Entscheidungsstichwort (Thema)
Kostenerstattungsanspruch des Rechtsmittelbeklagten bei Rücknahme des Rechtsmittels vor Begründung. Kostenerstattungsanspruch des Rechtsmittelbeklagten bei Rechtsmittelrücknahme: Erstattungsfähigkeit der Prozeßgebühr des Prozeßbevollmächtigten bei Antrag auf Zurückweisung vor Begründung der Berufung. s.
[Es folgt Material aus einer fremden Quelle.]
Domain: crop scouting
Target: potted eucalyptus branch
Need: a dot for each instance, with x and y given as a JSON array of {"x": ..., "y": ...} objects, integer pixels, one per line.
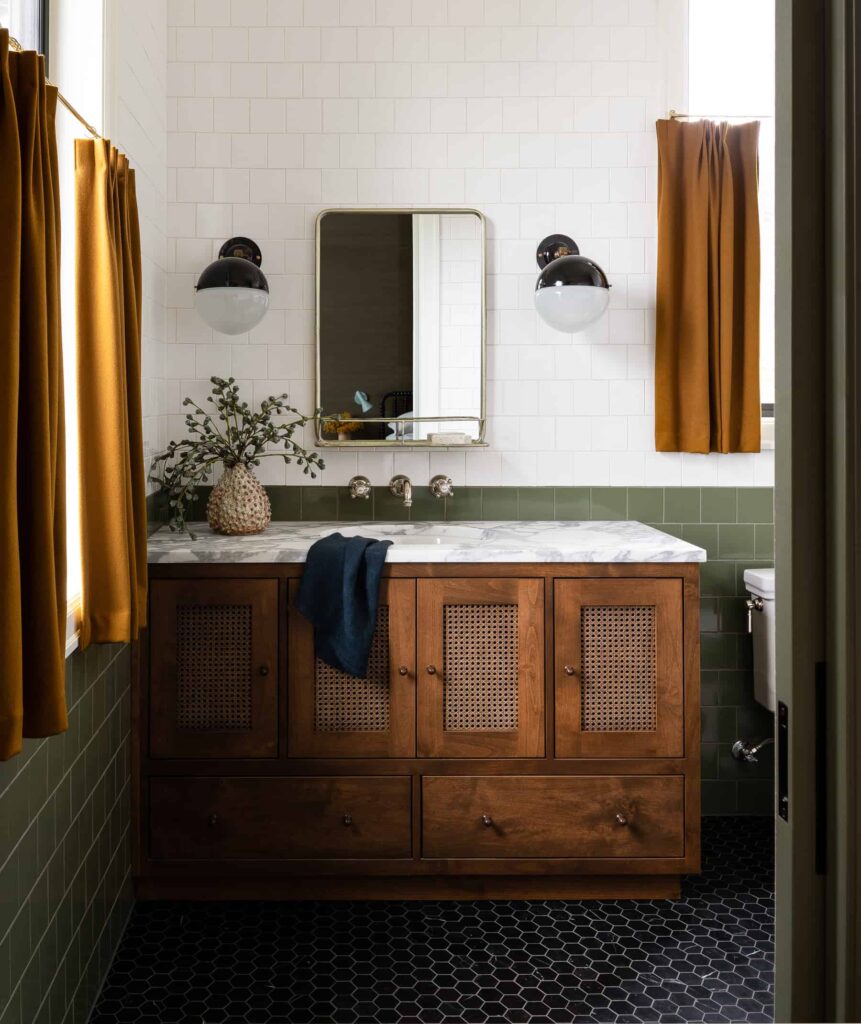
[{"x": 234, "y": 436}]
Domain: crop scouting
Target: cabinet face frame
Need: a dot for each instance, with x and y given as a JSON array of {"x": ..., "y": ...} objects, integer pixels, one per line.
[
  {"x": 527, "y": 739},
  {"x": 399, "y": 740},
  {"x": 166, "y": 739},
  {"x": 570, "y": 597}
]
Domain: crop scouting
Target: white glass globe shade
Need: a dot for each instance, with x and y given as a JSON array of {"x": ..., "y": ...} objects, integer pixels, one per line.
[
  {"x": 571, "y": 307},
  {"x": 231, "y": 309}
]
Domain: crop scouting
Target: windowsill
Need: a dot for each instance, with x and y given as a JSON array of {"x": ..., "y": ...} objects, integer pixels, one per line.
[
  {"x": 767, "y": 433},
  {"x": 73, "y": 625}
]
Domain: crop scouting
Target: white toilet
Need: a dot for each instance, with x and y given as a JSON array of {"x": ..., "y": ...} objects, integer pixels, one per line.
[{"x": 760, "y": 584}]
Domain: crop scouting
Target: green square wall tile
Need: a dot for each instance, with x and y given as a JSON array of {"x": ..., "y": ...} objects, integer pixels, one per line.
[
  {"x": 681, "y": 504},
  {"x": 645, "y": 504},
  {"x": 756, "y": 505},
  {"x": 388, "y": 508},
  {"x": 535, "y": 503},
  {"x": 498, "y": 503},
  {"x": 764, "y": 542},
  {"x": 319, "y": 504},
  {"x": 709, "y": 689},
  {"x": 287, "y": 504},
  {"x": 719, "y": 798},
  {"x": 709, "y": 614},
  {"x": 469, "y": 504},
  {"x": 718, "y": 504},
  {"x": 735, "y": 541},
  {"x": 426, "y": 508},
  {"x": 718, "y": 650},
  {"x": 354, "y": 509},
  {"x": 756, "y": 797},
  {"x": 717, "y": 579},
  {"x": 733, "y": 614},
  {"x": 609, "y": 503},
  {"x": 708, "y": 760},
  {"x": 736, "y": 688},
  {"x": 572, "y": 504},
  {"x": 719, "y": 725},
  {"x": 702, "y": 535}
]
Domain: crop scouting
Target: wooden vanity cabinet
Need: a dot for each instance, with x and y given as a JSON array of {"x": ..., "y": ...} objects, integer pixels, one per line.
[
  {"x": 524, "y": 731},
  {"x": 213, "y": 668}
]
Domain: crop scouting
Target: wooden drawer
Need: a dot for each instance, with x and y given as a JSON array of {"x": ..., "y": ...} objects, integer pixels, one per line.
[
  {"x": 278, "y": 818},
  {"x": 554, "y": 816}
]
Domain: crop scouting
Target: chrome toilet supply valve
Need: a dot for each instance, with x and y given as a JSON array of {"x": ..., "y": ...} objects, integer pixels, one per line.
[
  {"x": 752, "y": 604},
  {"x": 359, "y": 487},
  {"x": 743, "y": 750},
  {"x": 441, "y": 486}
]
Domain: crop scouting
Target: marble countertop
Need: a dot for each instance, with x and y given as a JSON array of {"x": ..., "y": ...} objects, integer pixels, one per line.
[{"x": 437, "y": 542}]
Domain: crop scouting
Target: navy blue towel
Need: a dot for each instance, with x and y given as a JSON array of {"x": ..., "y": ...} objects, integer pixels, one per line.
[{"x": 338, "y": 594}]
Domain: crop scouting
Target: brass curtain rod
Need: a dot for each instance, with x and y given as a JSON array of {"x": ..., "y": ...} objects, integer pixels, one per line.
[
  {"x": 15, "y": 45},
  {"x": 677, "y": 115}
]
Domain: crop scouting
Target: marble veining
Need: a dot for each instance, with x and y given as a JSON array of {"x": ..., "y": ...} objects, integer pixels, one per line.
[{"x": 434, "y": 542}]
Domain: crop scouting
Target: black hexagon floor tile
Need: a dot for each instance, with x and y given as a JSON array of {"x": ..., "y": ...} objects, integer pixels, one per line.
[{"x": 707, "y": 956}]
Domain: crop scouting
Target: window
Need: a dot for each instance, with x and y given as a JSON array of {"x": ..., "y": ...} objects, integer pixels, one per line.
[
  {"x": 730, "y": 77},
  {"x": 27, "y": 20}
]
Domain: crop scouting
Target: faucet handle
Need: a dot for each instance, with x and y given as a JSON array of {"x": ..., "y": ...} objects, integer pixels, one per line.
[
  {"x": 359, "y": 487},
  {"x": 441, "y": 486}
]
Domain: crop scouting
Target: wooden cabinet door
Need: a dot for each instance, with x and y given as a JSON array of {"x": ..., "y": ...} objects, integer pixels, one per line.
[
  {"x": 334, "y": 715},
  {"x": 480, "y": 673},
  {"x": 213, "y": 669},
  {"x": 618, "y": 668}
]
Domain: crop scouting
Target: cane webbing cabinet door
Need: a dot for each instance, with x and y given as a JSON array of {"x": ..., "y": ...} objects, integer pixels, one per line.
[
  {"x": 332, "y": 714},
  {"x": 618, "y": 668},
  {"x": 480, "y": 671},
  {"x": 213, "y": 688}
]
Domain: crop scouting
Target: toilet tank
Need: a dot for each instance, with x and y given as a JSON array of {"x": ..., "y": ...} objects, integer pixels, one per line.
[{"x": 760, "y": 585}]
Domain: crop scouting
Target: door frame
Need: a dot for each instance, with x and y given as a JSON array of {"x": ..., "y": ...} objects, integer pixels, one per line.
[{"x": 818, "y": 458}]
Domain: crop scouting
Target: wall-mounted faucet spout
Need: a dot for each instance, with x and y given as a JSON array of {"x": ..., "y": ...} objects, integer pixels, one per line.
[{"x": 400, "y": 486}]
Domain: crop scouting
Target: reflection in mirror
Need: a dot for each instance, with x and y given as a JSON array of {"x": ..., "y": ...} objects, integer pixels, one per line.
[{"x": 400, "y": 324}]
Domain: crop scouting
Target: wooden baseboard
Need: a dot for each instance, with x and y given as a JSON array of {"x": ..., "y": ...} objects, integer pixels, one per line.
[{"x": 405, "y": 888}]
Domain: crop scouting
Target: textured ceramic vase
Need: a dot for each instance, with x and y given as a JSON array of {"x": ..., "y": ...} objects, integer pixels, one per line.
[{"x": 239, "y": 504}]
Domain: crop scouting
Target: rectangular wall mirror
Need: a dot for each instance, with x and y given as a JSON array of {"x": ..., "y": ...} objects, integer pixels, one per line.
[{"x": 400, "y": 321}]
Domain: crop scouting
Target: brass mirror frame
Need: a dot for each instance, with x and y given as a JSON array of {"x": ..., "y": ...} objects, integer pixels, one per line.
[{"x": 481, "y": 419}]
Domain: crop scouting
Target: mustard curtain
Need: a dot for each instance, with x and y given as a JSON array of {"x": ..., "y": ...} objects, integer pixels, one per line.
[
  {"x": 707, "y": 301},
  {"x": 32, "y": 449},
  {"x": 111, "y": 459}
]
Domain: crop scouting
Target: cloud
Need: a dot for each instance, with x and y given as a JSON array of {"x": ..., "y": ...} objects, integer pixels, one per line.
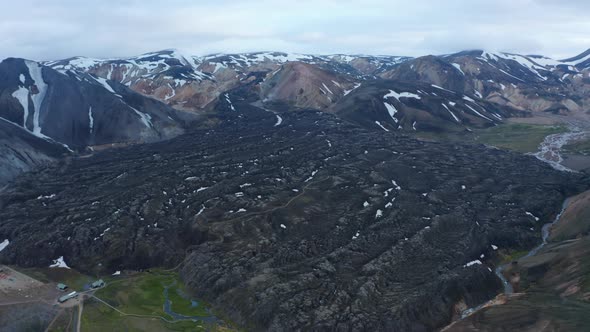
[{"x": 46, "y": 30}]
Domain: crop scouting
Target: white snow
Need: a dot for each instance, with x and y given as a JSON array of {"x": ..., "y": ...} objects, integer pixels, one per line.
[
  {"x": 379, "y": 124},
  {"x": 229, "y": 102},
  {"x": 144, "y": 117},
  {"x": 391, "y": 110},
  {"x": 201, "y": 210},
  {"x": 36, "y": 74},
  {"x": 4, "y": 244},
  {"x": 458, "y": 66},
  {"x": 22, "y": 95},
  {"x": 173, "y": 92},
  {"x": 104, "y": 84},
  {"x": 401, "y": 95},
  {"x": 59, "y": 263},
  {"x": 356, "y": 85},
  {"x": 90, "y": 120},
  {"x": 477, "y": 261},
  {"x": 476, "y": 112},
  {"x": 46, "y": 197},
  {"x": 453, "y": 114},
  {"x": 441, "y": 88}
]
BGH 17. Dezember 2002 – X ZB 27/02 – NJW 2003, 1324
Orientierungssatz
- Die Erstattungsfähigkeit einer Anwaltsgebühr nach § 91 ZPO ist grundsätzlich von der Notwendigkeit der die Gebühr auslösenden Maßnahme zur zweckentsprechenden Rechtsverfolgung oder -verteidigung abhängig.
- Es besteht im Normalfall kein Anlaß für den Berufungsgegner, mit der Vertretungsanzeige seines Prozeßbevollmächtigten vor Begründung der Berufung zugleich den Sachantrag auf Zurückweisung der Berufung anzukündigen.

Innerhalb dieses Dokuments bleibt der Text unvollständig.